Mutant and wildtype primary carcinoma showed no significant difference regarding the incidence of recurrent disease (p = 0.114). There is also no difference in recurrence free survival or overall survival. Therefore, KRAS mutation cannot be considered a prognostic factor for standard chemotherapy.

The percentage of analyzed recurrent tumors bearing a mutation was therefore surprisingly low. The imbalance may be explained by the relatively small sample size of recurrent carcinomas and may be lost in the large sample variation.

One of the patients for whom multiple samples were analyzed, showed a mutation in the KRAS gene. As this mutation was found in both the primary carcinoma and the recurrent lesion, the mutational event must have taken place in the primary lesion previous to the processes that led to recurrent disease.

Diebold et al. report six cases where tissue was taken from two contralateral borderline tumor masses harbouring a KRAS mutation.

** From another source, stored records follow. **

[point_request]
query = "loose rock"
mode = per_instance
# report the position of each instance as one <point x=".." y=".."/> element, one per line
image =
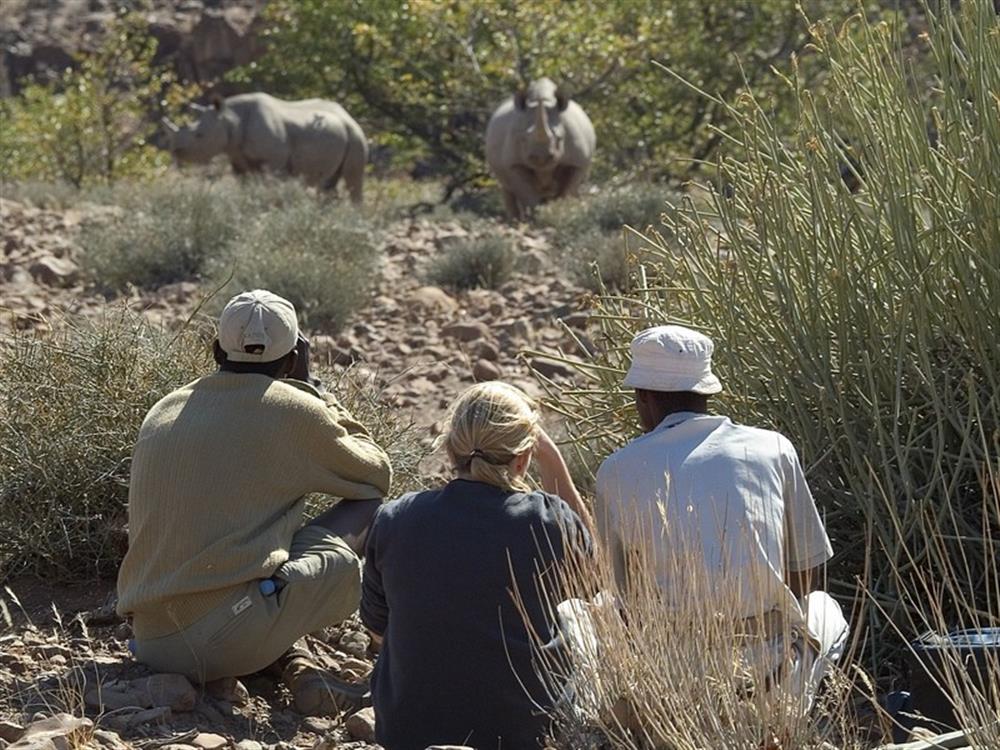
<point x="471" y="331"/>
<point x="485" y="370"/>
<point x="361" y="725"/>
<point x="210" y="741"/>
<point x="59" y="732"/>
<point x="10" y="732"/>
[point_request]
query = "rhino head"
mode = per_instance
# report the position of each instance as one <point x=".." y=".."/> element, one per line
<point x="205" y="138"/>
<point x="542" y="138"/>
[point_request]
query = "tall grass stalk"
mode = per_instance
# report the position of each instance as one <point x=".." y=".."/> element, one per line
<point x="641" y="668"/>
<point x="865" y="324"/>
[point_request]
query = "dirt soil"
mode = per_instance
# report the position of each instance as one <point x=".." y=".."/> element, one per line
<point x="65" y="649"/>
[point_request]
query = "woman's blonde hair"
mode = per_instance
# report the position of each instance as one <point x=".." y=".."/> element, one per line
<point x="489" y="425"/>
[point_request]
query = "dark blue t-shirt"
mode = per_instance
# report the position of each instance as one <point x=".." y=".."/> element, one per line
<point x="440" y="569"/>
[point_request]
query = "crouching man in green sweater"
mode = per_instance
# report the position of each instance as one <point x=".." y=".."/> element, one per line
<point x="221" y="576"/>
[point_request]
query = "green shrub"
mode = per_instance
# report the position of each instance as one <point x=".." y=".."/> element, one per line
<point x="164" y="232"/>
<point x="405" y="441"/>
<point x="92" y="124"/>
<point x="636" y="205"/>
<point x="71" y="403"/>
<point x="322" y="258"/>
<point x="590" y="239"/>
<point x="483" y="261"/>
<point x="863" y="325"/>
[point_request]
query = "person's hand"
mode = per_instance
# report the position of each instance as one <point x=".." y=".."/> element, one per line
<point x="301" y="369"/>
<point x="546" y="451"/>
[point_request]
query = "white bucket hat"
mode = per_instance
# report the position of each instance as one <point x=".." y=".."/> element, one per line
<point x="672" y="358"/>
<point x="257" y="326"/>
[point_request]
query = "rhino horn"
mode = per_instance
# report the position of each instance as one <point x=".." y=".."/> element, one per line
<point x="562" y="101"/>
<point x="542" y="132"/>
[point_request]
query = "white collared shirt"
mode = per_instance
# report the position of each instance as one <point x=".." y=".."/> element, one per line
<point x="719" y="509"/>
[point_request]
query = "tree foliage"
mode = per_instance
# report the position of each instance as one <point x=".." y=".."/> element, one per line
<point x="93" y="123"/>
<point x="428" y="74"/>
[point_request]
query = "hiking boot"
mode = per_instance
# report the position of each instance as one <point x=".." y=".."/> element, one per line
<point x="316" y="692"/>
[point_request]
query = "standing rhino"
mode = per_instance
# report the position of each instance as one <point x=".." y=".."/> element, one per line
<point x="539" y="146"/>
<point x="313" y="138"/>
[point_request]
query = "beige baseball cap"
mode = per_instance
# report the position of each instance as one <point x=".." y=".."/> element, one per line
<point x="672" y="358"/>
<point x="257" y="326"/>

In all cases the mutations were present in each of the paired tumors examined [26]. Ho et al. detected corresponding mutations in borderline malignancies and the adjacent cystadenoma epithelium [27]. Therefore it could be concluded that mutations of KRAS are an early event in development of low grade tumors.

Our finding of one paired mutated primary and recurrent tumor is hardly enough evidence, but supports earlier findings from other groups and further supports the notion that such mutations are an early event in the malignant process.

Conclusion

In summary, KRAS mutation is a common event in ovarian cancer and is more frequently present in carcinoma of lower grade, lower FIGO stage, and in lesions of mucinous histotype. Our results support earlier findings from other groups in a very large number of samples. KRAS mutation was not found to be of prognostic value for patients under standard therapy, but these mutations could emerge as an important factor for individually tailored anti-EGFR therapies.